In the end, as Taylor has written, “fewer words were actually published” in the Western press about the Ukrainian famine “than the number of men, women, and children who had perished.” The New York Times and its man in Moscow deserve an enormous share of the responsibility for this, given the extent to which the American press followed the Times’s lead. (Indeed, many U.S. papers’ Soviet coverage consisted largely or entirely of syndicated Times articles.) Since the U.S. and British governments exerted little or no pressure on Stalin to end the Ukrainian famine, frank and vivid reporting about the famine in the Times might have forced their hands. Taylor notes that of all those who witnessed “the greatest man-made disaster ever recorded,” only Duranty “had sufficient prestige and prominence to exert an influence”; had he “spoken out loud and clear…the world could not have ignored him.” Andrew Stuttaford, writing in National Review in 2001, agreed: “Had he told the truth, he could have saved lives.”
Yet the obloquy is not Duranty’s alone. Sulzberger and his editors understood very well what kind of game their man in Moscow was playing. It was a game of access and of influence. The Times, to be true to its image of itself, simply had to be assured that if, for example, Stalin wanted to give an exclusive interview to only one Western newspaper, he would choose the Times; and in order for the Times to retain that predominant position, it had to play ball (just as CNN, decades later, would play ball with Saddam’s regime in order to be able to keep operating out of Baghdad). Sulzberger and company knew, too, that for the Times to retain its authoritative image on the American Left, it couldn’t challenge the Left’s image of Russia too aggressively. What’s more, they may have thought they were serving a cause they perceived as greater than truth — namely, the cause of peace and solidarity between Russia and the West.
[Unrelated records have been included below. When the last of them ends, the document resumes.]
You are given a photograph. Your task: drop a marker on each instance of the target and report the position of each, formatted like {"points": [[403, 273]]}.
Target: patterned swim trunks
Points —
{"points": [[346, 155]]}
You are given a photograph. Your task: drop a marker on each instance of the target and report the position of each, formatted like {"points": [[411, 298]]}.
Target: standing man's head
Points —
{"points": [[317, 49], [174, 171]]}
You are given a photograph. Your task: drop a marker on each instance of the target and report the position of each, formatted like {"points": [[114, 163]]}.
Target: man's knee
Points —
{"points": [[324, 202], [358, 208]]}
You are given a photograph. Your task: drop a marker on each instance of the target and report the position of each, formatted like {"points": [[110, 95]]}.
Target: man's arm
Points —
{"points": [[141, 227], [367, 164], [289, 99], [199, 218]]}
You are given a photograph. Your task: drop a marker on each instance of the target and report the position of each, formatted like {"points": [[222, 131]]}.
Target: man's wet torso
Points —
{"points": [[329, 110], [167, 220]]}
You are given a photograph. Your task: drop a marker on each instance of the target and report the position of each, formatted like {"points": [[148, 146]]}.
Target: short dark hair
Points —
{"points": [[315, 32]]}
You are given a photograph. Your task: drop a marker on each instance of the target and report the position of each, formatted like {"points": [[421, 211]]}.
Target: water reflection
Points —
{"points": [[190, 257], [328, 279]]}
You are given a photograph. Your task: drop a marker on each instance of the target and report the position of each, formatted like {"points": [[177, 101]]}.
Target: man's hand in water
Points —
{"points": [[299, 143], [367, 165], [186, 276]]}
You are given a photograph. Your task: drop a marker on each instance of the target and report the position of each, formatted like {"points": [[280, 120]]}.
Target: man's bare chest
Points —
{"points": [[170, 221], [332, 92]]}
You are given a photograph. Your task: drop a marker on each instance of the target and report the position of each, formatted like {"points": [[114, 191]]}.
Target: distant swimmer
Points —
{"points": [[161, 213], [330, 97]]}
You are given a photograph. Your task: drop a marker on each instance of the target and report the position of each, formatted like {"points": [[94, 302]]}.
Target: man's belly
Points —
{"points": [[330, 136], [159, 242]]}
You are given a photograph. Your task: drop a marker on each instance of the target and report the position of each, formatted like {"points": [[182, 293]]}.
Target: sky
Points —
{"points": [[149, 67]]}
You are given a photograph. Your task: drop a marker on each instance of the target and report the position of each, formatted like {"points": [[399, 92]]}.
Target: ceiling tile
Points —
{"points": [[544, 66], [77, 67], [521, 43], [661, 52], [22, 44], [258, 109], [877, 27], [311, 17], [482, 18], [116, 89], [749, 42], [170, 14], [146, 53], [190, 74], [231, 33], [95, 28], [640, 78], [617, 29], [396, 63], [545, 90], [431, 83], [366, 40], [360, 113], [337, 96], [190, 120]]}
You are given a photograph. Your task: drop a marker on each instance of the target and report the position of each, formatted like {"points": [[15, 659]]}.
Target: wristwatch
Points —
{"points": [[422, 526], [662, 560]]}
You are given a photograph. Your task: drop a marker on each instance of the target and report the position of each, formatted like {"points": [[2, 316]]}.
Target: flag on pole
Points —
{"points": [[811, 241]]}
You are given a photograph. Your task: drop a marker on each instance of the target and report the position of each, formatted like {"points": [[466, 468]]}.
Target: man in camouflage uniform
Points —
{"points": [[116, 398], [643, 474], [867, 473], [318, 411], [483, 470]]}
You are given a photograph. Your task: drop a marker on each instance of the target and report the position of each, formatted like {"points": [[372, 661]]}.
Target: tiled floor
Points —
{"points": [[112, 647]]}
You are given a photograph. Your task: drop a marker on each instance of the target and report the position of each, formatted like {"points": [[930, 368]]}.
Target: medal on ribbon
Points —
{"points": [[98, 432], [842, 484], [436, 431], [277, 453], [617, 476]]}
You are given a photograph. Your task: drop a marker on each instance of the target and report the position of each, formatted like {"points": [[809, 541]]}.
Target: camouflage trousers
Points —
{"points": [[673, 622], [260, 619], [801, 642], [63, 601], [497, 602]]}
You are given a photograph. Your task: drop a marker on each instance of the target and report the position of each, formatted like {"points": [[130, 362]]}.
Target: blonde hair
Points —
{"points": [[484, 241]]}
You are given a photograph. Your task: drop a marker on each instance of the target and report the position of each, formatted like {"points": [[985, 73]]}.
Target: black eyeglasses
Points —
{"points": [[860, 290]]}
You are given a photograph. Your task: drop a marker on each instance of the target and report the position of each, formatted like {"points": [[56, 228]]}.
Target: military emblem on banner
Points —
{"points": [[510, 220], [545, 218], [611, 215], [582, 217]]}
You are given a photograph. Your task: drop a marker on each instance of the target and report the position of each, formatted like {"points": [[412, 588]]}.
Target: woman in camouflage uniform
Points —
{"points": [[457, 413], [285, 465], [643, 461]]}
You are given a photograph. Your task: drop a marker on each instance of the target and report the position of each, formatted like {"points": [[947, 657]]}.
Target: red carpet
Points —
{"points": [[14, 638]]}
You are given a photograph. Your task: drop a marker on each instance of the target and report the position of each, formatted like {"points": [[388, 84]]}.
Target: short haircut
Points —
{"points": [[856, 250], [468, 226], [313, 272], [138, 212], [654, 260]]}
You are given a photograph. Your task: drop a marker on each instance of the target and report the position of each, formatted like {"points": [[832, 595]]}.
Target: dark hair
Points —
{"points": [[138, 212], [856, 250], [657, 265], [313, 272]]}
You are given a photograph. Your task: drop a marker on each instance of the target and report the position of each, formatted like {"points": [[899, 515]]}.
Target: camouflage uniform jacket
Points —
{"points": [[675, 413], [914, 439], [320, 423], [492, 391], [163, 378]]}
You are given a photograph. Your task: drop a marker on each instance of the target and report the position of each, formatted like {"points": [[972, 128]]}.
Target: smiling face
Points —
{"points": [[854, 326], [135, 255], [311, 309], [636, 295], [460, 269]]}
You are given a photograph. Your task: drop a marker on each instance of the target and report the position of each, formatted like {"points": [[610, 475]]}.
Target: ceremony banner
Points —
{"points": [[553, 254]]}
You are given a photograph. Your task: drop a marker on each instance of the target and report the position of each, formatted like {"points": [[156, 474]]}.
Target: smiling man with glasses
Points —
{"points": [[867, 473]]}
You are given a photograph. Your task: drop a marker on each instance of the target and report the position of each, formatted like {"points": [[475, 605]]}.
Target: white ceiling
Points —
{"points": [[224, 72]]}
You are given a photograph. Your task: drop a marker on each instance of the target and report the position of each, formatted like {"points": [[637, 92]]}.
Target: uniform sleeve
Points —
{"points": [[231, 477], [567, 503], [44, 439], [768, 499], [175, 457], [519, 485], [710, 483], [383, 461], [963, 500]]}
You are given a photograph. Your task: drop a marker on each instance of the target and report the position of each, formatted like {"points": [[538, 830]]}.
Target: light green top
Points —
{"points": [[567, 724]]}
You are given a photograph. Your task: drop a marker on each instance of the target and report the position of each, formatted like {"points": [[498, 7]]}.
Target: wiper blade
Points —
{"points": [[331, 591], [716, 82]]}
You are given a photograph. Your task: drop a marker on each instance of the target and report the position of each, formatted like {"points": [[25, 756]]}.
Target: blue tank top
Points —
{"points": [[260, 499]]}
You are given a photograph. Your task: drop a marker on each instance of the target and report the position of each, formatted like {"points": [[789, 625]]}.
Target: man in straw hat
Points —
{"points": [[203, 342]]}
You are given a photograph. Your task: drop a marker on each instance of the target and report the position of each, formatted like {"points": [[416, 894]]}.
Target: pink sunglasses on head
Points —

Similar motives appear to shape the relationship of the Times and other media today to the complete truth about Islam and to the contemporary Gareth Joneses who have sought to tell it. Duranty endeavored to cover his bases on Stalin, moreover, in the same way that many journalists today seem to be trying to cover their bases on Islam. As Muggeridge explained it, Duranty attempted to write in such a manner that, whether “the famine got worse and known outside Russia” or, alternatively, “got better and wasn’t known outside Russia,” he would be able in either case to point to what he’d written at the time and claim that he’d gotten the story right. In short, he embodied cautious, cynical careerism at its worse.